Nato-Generalsekretär Mark Rutte hat die von Deutschland geplanten Maßnahmen hingegen begrüßt. „Die Beweise sind eindeutig“, teilte der Niederländer mit. Die Nato stehe nach dem russischen hybriden Angriff in voller Solidarität an der Seite Deutschlands. „Russlands Versuche, uns einzuschüchtern, unsere Einheit zu untergraben und unsere Bereitschaft zur Unterstützung der Ukraine zu schwächen, sind vergeblich und werden scheitern“, erklärte er. Die Unterstützung für die Ukraine sei ebenso unerschütterlich wie der Einsatz für die kollektive Verteidigung der Nato.

Blick auf ein Eingangstor zum Gelände des russischen Generalkonsulats in Bonn

Die Nato werde ihre Fähigkeit weiter stärken, alle Verbündeten gegen jede Bedrohung abzuschrecken und zu verteidigen – auch gegen bösartige Handlungen wie jene in Leipzig und andernorts im Bündnisgebiet. Rutte sprach nach eigenen Angaben am Dienstag auch mit Kanzler Friedrich Merz zu dem Drohnenvorfall. An diesem Mittwoch will er sich zudem mit EU-Kommissionspräsidentin Ursula von der Leyen beraten.

Auf X schloss sich der spanische Ministerpräsident der Haltung Ruttes an. „Der russische hybride Angriff auf den Flughafen Leipzig im August ist inakzeptabel, und Spanien unterstützt Deutschland aufs Entschiedenste“, schrieb Pedro Sánchez. „Wir lassen uns von hybriden Bedrohungen nicht abschrecken, unser Engagement für die Ukraine ist unerschütterlich.“

Der gescheiterte Anschlag zeigt auch nach Ansicht der estnischen Regierung, dass Russland eine Bedrohung für ganz Europa darstellt. „Dies bestätigt einmal mehr, dass Russland bereit ist, Attacken mit möglichen Opfern auf europäischem Boden und weit jenseits seiner Grenzen durchzuführen“, teilte Außenminister Margus Tshakna in Tallinn mit. Der Vorfall sei Teil eines umfassenderen Musters russischer Provokationen, die darauf abzielen, den Westen einzuschüchtern und ihn dazu zu zwingen, die Unterstützung für die Ukraine zurückzuziehen.

Regierungschef Kristen Michal schrieb auf der Plattform X: „Wir verurteilen diesen rücksichtslosen Akt aufs Schärfste.
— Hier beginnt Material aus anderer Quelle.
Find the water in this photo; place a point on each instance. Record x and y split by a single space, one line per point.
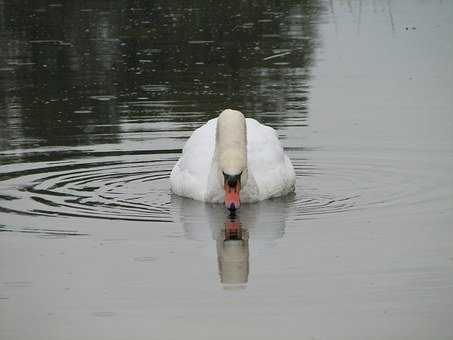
97 100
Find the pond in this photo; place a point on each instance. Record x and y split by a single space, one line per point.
97 99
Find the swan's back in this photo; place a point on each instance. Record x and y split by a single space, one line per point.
270 169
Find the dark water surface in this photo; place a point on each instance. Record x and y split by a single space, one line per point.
96 101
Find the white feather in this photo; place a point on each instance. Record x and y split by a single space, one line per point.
198 173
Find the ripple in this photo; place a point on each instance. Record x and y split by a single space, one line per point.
135 187
120 189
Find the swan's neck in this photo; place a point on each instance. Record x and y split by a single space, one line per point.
231 142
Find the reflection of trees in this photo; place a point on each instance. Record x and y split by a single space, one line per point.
253 55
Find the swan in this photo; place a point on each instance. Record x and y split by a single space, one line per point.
233 159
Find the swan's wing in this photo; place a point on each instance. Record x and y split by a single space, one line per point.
267 161
189 176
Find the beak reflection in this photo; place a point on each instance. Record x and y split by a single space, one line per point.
233 254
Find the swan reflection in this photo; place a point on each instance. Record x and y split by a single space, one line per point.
233 253
238 238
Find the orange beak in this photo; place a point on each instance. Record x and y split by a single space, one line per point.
232 200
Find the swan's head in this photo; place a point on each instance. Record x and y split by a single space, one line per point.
231 139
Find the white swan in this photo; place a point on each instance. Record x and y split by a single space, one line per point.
232 159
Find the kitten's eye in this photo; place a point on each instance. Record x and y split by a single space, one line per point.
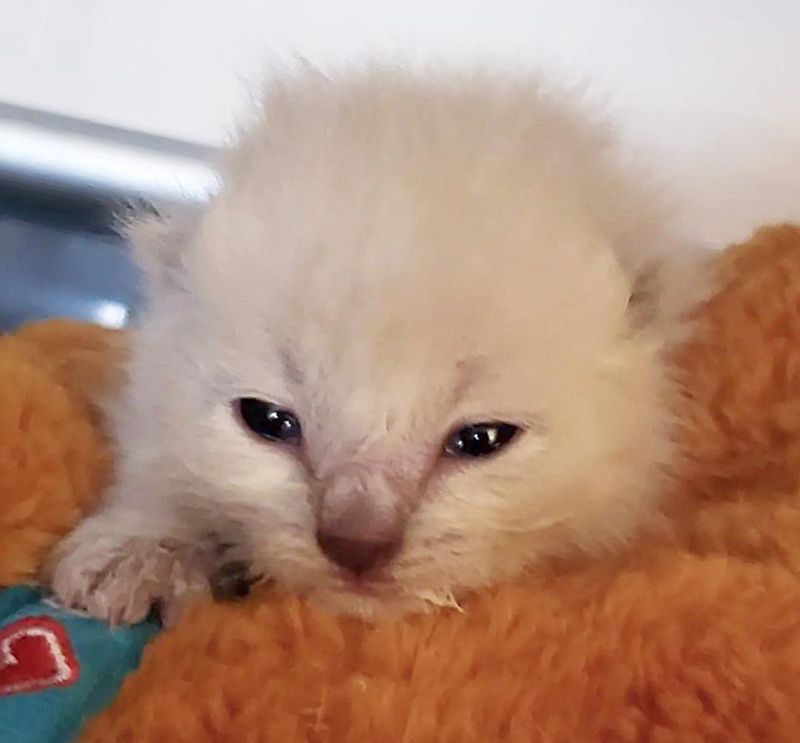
269 421
480 439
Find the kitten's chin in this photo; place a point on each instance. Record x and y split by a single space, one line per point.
378 603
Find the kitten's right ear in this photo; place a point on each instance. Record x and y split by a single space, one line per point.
159 241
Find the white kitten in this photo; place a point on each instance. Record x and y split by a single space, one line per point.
442 299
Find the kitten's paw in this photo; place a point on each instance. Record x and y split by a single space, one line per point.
121 580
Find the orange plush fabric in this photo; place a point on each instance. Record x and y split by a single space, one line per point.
53 458
694 636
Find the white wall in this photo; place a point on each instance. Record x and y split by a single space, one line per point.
709 88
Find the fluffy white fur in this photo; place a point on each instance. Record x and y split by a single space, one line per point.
393 254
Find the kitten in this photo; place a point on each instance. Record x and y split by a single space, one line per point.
414 346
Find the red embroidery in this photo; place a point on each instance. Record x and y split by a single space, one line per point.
35 653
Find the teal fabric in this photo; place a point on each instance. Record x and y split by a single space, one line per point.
104 655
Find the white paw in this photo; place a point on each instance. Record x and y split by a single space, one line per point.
119 580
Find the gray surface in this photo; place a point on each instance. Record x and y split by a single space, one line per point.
50 271
59 253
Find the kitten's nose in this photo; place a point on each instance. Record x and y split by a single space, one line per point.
356 555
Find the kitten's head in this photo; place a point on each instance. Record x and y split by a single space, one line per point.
404 351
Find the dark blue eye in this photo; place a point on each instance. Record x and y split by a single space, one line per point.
269 421
479 439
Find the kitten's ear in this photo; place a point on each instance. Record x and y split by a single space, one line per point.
664 292
159 240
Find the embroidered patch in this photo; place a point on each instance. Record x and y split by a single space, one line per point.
35 653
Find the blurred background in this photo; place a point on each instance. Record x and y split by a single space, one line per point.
106 101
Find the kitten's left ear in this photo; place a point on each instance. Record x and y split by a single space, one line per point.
665 291
159 240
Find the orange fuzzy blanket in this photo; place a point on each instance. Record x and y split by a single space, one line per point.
693 637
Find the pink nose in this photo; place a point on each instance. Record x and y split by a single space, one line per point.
356 555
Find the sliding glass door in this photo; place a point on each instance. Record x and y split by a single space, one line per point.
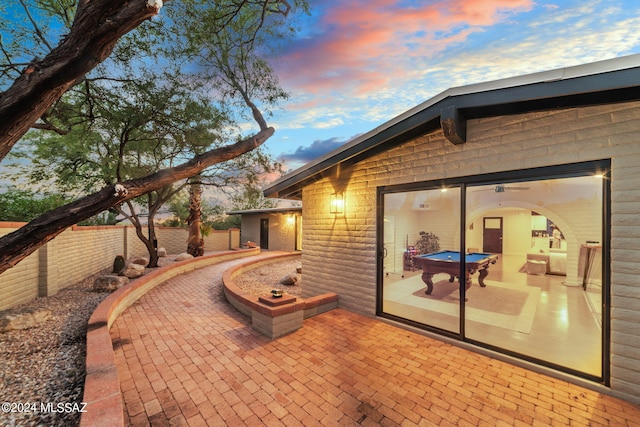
416 224
513 262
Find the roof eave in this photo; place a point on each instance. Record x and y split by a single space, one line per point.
615 80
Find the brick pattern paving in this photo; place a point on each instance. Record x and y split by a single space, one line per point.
186 357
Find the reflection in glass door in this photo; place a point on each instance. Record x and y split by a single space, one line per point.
422 224
535 303
541 295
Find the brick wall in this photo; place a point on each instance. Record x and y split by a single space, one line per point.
282 230
82 251
340 252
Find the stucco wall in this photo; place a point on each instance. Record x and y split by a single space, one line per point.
79 252
340 252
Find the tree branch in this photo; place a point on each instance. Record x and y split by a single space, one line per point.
97 27
16 246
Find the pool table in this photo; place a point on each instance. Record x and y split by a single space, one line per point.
449 262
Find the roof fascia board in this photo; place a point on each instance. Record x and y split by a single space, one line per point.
572 86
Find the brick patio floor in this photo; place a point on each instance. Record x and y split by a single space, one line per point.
186 357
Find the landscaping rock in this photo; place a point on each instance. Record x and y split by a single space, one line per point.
141 261
23 319
288 280
133 270
109 283
118 264
183 256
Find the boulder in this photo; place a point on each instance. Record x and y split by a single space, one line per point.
289 280
133 270
118 264
183 256
11 320
109 283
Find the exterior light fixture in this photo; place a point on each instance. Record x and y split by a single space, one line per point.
337 203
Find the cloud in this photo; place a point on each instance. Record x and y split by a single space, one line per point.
357 47
305 154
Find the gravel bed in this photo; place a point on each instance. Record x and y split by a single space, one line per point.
261 280
46 365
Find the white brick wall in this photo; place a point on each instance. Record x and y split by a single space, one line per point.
340 253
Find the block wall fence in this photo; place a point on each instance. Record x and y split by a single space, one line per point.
82 251
340 252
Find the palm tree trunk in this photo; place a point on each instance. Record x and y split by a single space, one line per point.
195 243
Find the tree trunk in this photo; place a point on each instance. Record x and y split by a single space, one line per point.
195 242
16 246
97 27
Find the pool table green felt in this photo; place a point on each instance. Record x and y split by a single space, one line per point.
449 262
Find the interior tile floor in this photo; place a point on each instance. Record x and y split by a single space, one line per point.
566 328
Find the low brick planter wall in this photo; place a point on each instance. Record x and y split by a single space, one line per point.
273 317
102 384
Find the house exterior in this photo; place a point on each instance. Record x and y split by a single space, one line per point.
488 169
278 229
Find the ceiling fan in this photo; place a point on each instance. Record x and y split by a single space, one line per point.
501 188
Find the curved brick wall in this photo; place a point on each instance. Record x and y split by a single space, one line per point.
102 384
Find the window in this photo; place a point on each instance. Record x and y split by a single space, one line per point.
532 281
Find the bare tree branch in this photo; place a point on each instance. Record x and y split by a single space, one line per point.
97 27
16 246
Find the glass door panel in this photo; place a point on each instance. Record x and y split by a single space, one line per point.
543 297
421 232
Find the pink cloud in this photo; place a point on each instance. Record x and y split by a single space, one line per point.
361 45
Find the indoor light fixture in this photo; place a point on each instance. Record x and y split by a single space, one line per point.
336 203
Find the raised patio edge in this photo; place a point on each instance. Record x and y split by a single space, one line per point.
102 392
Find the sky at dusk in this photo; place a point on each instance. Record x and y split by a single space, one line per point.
358 63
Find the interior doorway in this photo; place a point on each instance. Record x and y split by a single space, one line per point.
492 235
264 233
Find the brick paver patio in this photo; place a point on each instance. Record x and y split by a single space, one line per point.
186 357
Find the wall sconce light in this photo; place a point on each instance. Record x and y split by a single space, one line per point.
337 203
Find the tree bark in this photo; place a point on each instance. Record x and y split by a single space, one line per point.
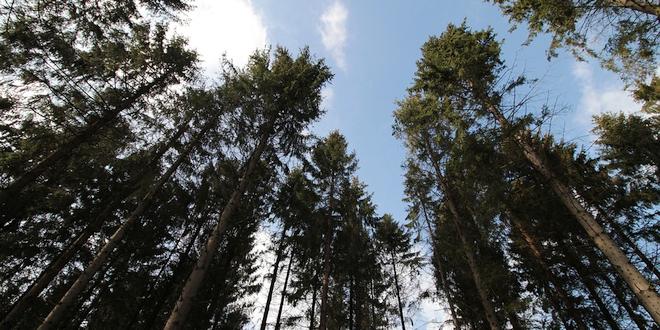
311 316
51 271
286 281
56 314
327 241
194 281
591 286
273 279
441 273
640 286
398 293
489 310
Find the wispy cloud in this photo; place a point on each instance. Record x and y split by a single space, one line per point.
334 33
229 27
600 96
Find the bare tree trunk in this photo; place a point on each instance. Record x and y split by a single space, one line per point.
183 304
311 317
535 248
591 286
441 273
489 310
398 293
51 271
640 286
327 241
278 324
273 279
65 150
55 315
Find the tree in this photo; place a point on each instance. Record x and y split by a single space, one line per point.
628 27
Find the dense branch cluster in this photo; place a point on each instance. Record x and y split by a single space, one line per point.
134 194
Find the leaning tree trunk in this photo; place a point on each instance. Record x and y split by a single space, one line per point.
65 150
286 281
640 286
273 279
489 310
311 315
590 285
327 241
535 248
642 6
194 281
58 312
54 268
398 293
438 264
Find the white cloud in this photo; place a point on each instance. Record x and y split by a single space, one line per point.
334 33
231 27
600 96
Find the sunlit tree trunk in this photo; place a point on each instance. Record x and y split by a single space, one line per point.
194 281
489 310
56 314
640 286
278 323
54 268
273 278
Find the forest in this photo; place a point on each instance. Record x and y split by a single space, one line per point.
134 192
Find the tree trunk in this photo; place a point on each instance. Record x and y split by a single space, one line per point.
55 315
65 150
636 281
441 273
489 310
620 296
621 233
311 316
643 6
535 248
51 271
286 281
327 241
350 304
590 285
273 279
194 281
398 293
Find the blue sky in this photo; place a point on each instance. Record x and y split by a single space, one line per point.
372 47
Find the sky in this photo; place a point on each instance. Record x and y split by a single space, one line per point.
371 47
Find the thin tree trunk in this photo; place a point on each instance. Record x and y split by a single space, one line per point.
621 233
489 310
278 323
634 316
591 286
65 150
194 281
51 271
398 293
535 248
327 241
55 315
273 279
441 273
640 286
643 6
350 304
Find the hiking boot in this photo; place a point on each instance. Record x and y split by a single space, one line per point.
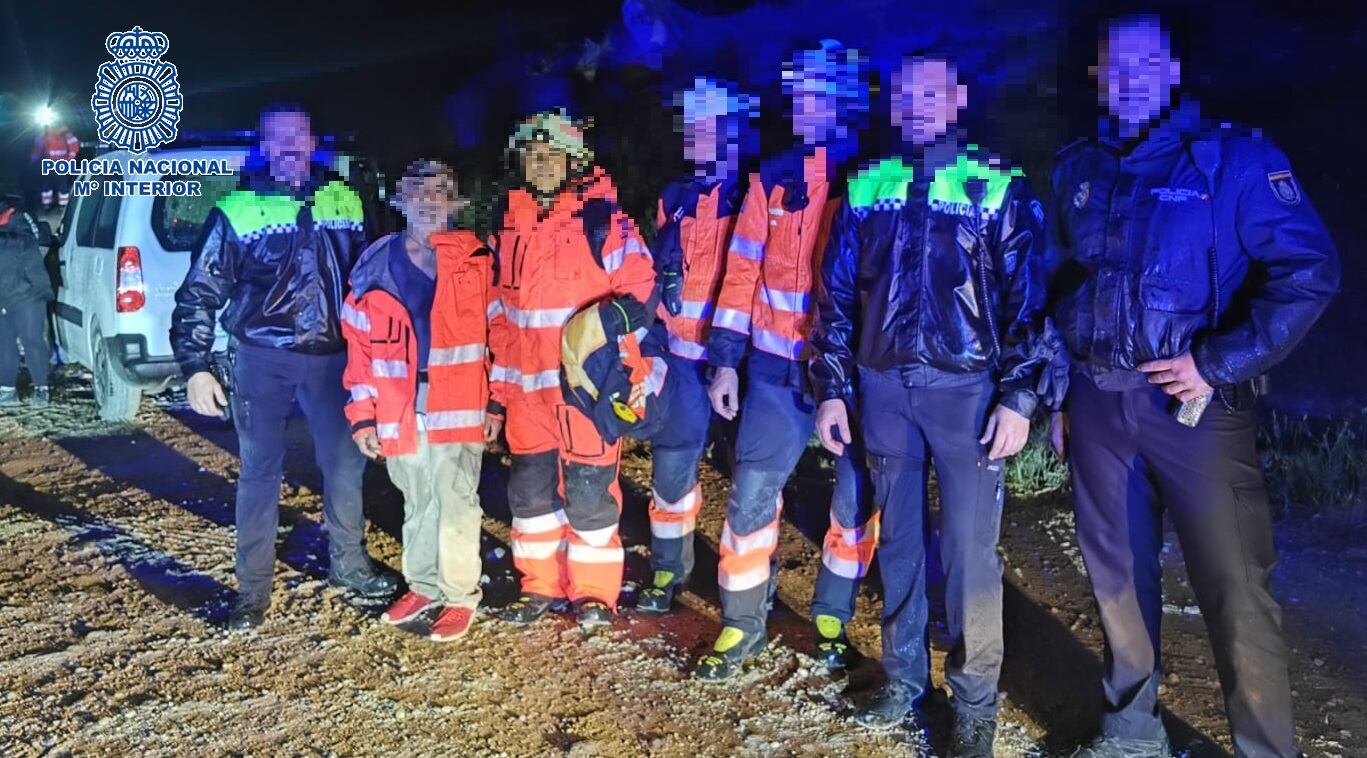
592 613
406 608
528 608
890 706
727 656
973 738
451 624
833 647
659 595
365 580
1125 747
248 613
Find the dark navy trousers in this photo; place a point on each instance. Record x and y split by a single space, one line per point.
907 430
267 383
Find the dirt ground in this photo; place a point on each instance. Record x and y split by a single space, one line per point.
116 573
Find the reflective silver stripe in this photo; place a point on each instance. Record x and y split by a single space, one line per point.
682 506
542 318
364 391
844 567
589 554
598 538
782 300
745 246
537 524
686 349
529 382
673 530
655 381
455 419
759 541
732 319
455 356
614 260
356 318
777 344
542 381
697 308
536 550
745 580
390 370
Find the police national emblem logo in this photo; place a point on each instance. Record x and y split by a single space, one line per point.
1284 186
137 97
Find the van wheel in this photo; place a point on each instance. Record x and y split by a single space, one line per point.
115 398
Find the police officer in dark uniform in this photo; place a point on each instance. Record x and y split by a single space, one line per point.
1185 264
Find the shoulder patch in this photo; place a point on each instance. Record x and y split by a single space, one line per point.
1284 186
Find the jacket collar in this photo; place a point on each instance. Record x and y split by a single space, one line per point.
1179 125
256 177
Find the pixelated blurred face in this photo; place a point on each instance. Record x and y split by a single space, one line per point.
544 167
287 141
814 115
1136 73
926 100
429 201
701 141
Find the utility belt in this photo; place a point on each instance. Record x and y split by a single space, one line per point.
1243 394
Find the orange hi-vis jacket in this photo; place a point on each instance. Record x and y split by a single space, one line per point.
706 220
773 264
382 371
547 272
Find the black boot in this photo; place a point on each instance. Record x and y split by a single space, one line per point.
528 608
729 654
1122 747
887 708
248 613
365 580
659 595
973 738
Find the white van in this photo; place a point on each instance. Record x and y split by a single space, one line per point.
120 262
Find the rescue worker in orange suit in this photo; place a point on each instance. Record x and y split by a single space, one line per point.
562 244
56 142
695 219
416 326
766 307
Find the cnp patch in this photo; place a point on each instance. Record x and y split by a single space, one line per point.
1084 190
1284 186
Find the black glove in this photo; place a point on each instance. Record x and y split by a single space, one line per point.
671 292
622 315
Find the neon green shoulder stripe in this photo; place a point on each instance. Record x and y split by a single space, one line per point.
885 182
948 185
335 201
252 214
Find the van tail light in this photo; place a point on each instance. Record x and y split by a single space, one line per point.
129 292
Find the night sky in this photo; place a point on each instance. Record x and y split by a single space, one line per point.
446 81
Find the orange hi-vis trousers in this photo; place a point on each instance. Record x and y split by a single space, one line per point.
566 504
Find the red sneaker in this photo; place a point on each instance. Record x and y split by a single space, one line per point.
451 624
406 608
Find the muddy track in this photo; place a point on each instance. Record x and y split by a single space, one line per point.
116 572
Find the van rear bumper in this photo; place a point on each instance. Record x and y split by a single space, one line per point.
136 366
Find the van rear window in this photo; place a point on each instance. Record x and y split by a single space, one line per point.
178 220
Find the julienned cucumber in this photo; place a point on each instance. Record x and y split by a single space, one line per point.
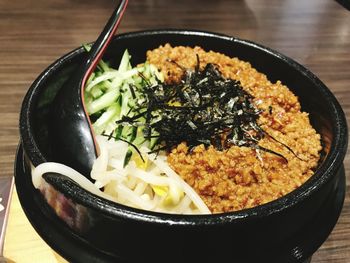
113 94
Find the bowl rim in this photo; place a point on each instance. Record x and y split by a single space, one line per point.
322 175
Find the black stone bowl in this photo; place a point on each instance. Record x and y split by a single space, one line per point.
81 226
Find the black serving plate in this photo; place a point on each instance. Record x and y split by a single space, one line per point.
71 247
289 229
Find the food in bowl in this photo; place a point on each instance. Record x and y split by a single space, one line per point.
191 131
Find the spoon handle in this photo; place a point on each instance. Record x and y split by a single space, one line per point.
100 45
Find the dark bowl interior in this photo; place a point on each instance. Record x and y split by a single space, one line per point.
279 220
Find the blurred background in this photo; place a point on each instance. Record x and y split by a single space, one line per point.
34 33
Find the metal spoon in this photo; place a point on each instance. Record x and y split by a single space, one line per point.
70 128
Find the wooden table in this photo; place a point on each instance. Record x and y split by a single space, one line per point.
316 33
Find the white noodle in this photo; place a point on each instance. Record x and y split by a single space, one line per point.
132 185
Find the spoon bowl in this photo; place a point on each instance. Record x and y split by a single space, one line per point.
73 138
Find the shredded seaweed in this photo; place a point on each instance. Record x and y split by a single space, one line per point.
203 108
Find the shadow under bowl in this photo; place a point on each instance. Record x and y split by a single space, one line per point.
289 229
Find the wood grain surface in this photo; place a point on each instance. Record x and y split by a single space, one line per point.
316 33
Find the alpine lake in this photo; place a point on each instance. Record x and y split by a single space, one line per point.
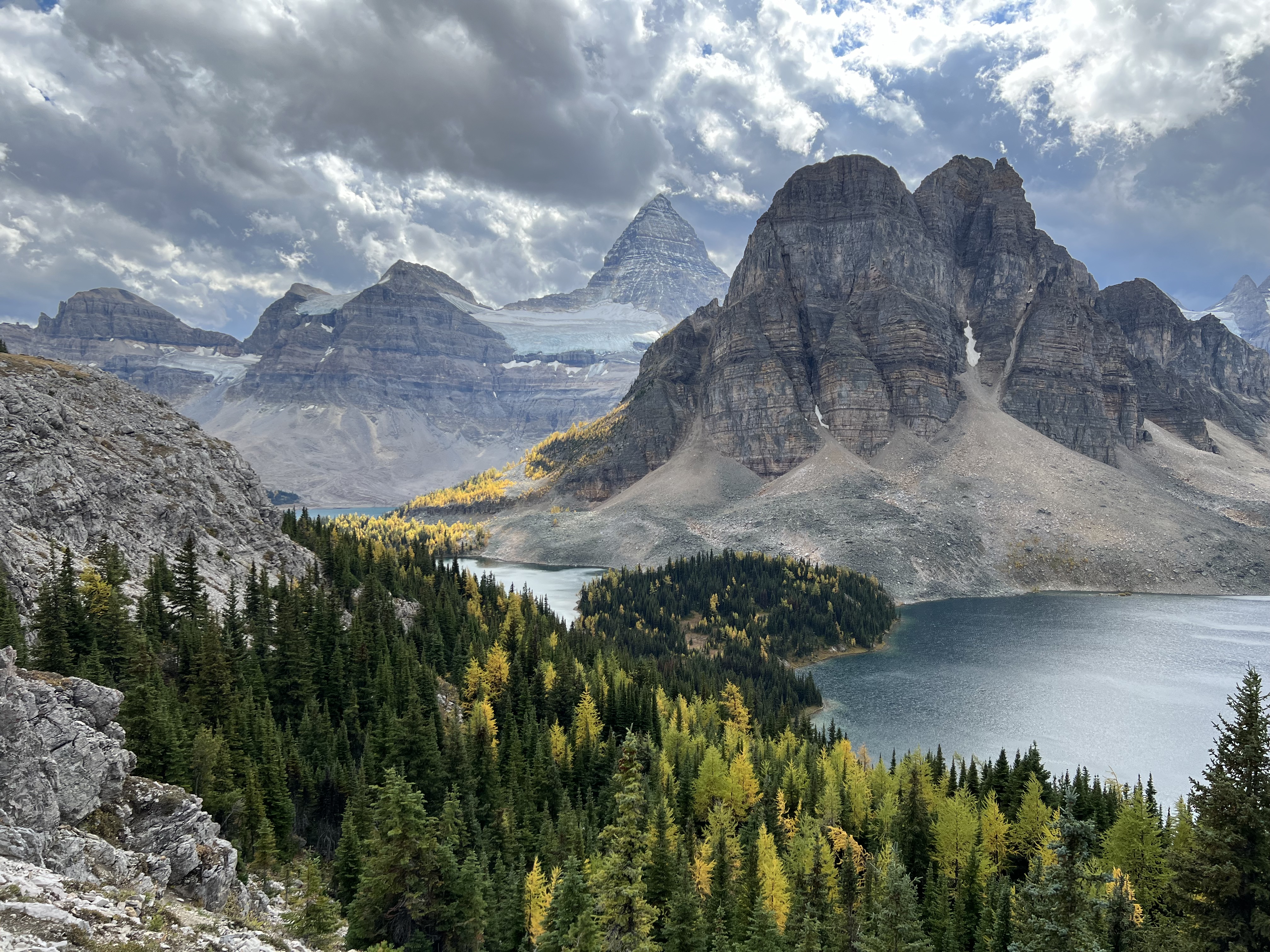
1122 685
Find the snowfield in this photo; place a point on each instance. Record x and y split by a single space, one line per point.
605 328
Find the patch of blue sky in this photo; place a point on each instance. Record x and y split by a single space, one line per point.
846 44
1009 13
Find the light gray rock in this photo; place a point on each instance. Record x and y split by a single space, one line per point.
94 459
63 762
56 766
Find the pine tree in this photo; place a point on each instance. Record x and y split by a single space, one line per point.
572 898
312 915
625 916
764 935
968 908
403 885
1133 845
11 624
53 640
684 927
1058 910
892 922
1227 869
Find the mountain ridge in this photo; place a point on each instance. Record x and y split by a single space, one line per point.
828 409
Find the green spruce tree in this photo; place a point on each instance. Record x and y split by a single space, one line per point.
1226 871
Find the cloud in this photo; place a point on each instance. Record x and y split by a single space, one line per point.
208 154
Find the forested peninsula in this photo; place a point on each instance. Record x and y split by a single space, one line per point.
445 765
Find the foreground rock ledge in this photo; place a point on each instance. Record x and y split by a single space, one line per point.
64 771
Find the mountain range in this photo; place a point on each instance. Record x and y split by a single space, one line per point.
378 395
1246 311
924 385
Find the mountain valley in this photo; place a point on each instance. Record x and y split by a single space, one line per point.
924 386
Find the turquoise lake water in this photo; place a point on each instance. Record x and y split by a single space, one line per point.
1119 685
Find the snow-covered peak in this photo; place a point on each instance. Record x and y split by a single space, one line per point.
1246 311
657 264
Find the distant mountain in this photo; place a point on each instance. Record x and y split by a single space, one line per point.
657 264
925 386
134 339
383 394
1246 311
378 395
Russland hat seine hybriden Angriffe in Europa auf ein neues und gefährliches Niveau gehoben.“ Estland unterstütze alle von Deutschland ergriffenen Gegenmaßnahmen und sei bereit, gemeinsam die nächsten Schritte zu gehen. Die Antwort müsse mehr Unterstützung für die Ukraine und mehr Druck auf Russland sein, betonte er.

„Frankreich steht Deutschland voll und ganz zur Seite und unterstützt die Einführung neuer europäischer Sanktionen gegen Russland“, kommentierte wiederum der französische Staatspräsident Emmanuel Macron. „Angesichts dieser Eskalation müssen wir vereint, entschlossen sein und unsere Unterstützung für die Ukraine verstärken. Frankreich wird weiterhin seinen vollen Beitrag dazu leisten.“

„Österreich steht in voller Solidarität an der Seite der Freunde und Partner in Deutschland nach dem russischen hybriden Angriff am Flughafen Leipzig“, schrieb auch der österreichische Bundeskanzler Christian Stocker auf X. „Versuche, ein Mitglied der Europäischen Union zu destabilisieren oder einzuschüchtern, werden nicht erfolgreich sein und auf eine vereinte Reaktion stoßen. Wir werden gemeinsam daran arbeiten, unsere europäische Resilienz zu stärken.“

Auch Italiens Ministerpräsidentin Giorgia Meloni äußerte volle Solidarität mit der deutschen Reaktion: „Italien steht in voller Solidarität mit Deutschland nach dem russischen hybriden Angriff in Leipzig. Die Sicherheit unserer Verbündeten ist die Sicherheit von uns allen. Versuche, uns einzuschüchtern oder einen Keil zwischen Verbündete zu treiben, werden nicht erfolgreich sein“, schrieb sie auf X.

In Zeiten wie diesen sei es unerlässlich, standhaft zu bleiben, eng zusammenzuarbeiten und eine glaubwürdige Abschreckungshaltung zur Verteidigung der Sicherheit aufrechtzuerhalten.